Dear Member/Potential Member
This proposal will be better understood by readers who already use "Personal Ancestral FileŽ " but applies also to others who use a computer to maintain their Family History Records in one of many other commercial Family History (FH) programs such as Trees III, Reunion and Brothers Keeper.
Such programs usually have the facility to EXPORT part or all of your records into a GEDCOM file, from where it can be IMPORTed into other FH programs, or, because the system was introduced by the Church of Jesus Christ of Latter-Day Saints (LDS). It is by using this internationally recognised system to exchange FH data that I propose that a very large database is created by (or on behalf of) the Society. One of the features of Version 3.0 of PAF is -
Larger data files; up to one million records
(You can read more about the new version - use the link below.)
Using the feature of 1,000,000 records I thought that we could compile a huge database of members' FH records, which could be made available to the membership (and others?). After consultation with LDS in Birmingham (England) I understand that there are two kinds of records - Personal and Marriage/Family. For the technically minded each record consists of a fixed area for data (whether data is entered or not) and an additional variable area to cope with NOTES which can vary from one line (see elsewhere why EVERY RECORD will have at least ONE line).

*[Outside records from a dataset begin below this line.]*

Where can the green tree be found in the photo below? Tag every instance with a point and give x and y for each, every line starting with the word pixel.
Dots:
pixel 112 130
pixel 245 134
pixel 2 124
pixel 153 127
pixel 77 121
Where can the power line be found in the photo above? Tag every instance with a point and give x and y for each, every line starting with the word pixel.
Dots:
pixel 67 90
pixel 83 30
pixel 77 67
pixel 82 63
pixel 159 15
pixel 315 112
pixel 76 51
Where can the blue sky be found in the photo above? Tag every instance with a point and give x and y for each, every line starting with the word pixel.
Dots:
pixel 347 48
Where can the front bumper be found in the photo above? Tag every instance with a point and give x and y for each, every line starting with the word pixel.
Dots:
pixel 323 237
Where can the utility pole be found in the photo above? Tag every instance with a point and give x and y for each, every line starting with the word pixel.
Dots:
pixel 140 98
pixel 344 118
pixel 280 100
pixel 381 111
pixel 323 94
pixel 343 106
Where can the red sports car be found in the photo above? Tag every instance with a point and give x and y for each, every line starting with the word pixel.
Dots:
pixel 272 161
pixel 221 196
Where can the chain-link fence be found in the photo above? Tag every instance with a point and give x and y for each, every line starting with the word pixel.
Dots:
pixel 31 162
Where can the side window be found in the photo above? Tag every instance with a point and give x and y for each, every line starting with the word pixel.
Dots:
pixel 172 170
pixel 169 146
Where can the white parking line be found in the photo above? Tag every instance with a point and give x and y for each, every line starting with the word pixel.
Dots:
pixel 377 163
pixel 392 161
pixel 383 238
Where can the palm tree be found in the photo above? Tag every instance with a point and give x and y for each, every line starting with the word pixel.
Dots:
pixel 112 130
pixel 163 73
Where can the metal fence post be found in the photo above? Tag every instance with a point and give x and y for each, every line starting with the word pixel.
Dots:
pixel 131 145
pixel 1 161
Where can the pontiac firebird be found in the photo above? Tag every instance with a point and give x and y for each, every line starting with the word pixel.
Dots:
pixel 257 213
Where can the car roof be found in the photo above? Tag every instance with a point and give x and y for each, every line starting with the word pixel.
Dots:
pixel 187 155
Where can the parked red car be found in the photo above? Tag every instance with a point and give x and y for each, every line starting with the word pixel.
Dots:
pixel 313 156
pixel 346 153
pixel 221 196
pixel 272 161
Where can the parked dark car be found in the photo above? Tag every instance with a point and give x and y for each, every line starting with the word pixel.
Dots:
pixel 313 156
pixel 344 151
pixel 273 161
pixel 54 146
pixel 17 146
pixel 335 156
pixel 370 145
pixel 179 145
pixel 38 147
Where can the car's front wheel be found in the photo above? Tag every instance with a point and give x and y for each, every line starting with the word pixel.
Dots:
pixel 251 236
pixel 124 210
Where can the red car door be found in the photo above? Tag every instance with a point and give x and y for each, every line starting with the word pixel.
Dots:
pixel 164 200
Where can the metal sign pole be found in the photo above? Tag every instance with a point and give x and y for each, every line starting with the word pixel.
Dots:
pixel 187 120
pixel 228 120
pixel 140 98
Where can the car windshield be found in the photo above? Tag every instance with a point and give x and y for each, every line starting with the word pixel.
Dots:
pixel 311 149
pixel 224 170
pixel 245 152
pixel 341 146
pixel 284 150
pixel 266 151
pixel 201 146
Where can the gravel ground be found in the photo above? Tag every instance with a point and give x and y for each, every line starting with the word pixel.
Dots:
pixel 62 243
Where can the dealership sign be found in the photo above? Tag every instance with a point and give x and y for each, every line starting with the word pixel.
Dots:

As an exercise I divided the size of my computer PAF DATA file (N.B. in PAF not GEDCOM yet) by the number of mixed (Personal and Family) records of 1311 and reached a figure of approximately 500 bytes (0.5k) and I have used that calculation as a rough guide to other statistics below.
A survey which was carried out by Tay Valley Family History Society confirmed that (out of the replies received) many members are using computers to record their research.
It is with this in mind that I am proposing that a huge database is created using data from members.
You should read the other pages linked to this as mentioned below before forming your opinion on the matter. After doing so you may feel the need to communicate with me, details are available below, by using E-mail.
Although I mention 1,000,000 records above this is likely to equate to, say, 700,000 persons and 300,000 families. It is obviously impossible to calculate the size of any file as we do not know the number of records to be supplied, BUT using my figures as typical and receiving 1311 records from each "computer" member (remember this is only a representative figure - you may have 20,000 records or just 100) AND taking into consideration the replies to the recent computer survey, we could (probably) easily accommodate all members' data files (in GEDCOM format). Again to the "techies" out there, the limitation is 1,000,000 records and not the size of each record which would only vary by size of the NOTES. It is considered that one gigabyte drive will more than cope. The eventual problem could be one of success - if, in time, we are supplied with more than the record limit - but based on current calculations every paid up member (1700?) could supply data for, on average, 666 records before the total is reached. Unless the Computer survey received a very poor response, or suddenly all members buy computers, it is quite a long way off until we have to worry about the 1,000,000 limit. If my figures are typical 750 members could supply files of the same number of records as me, and nowhere near that number responded to the the survey.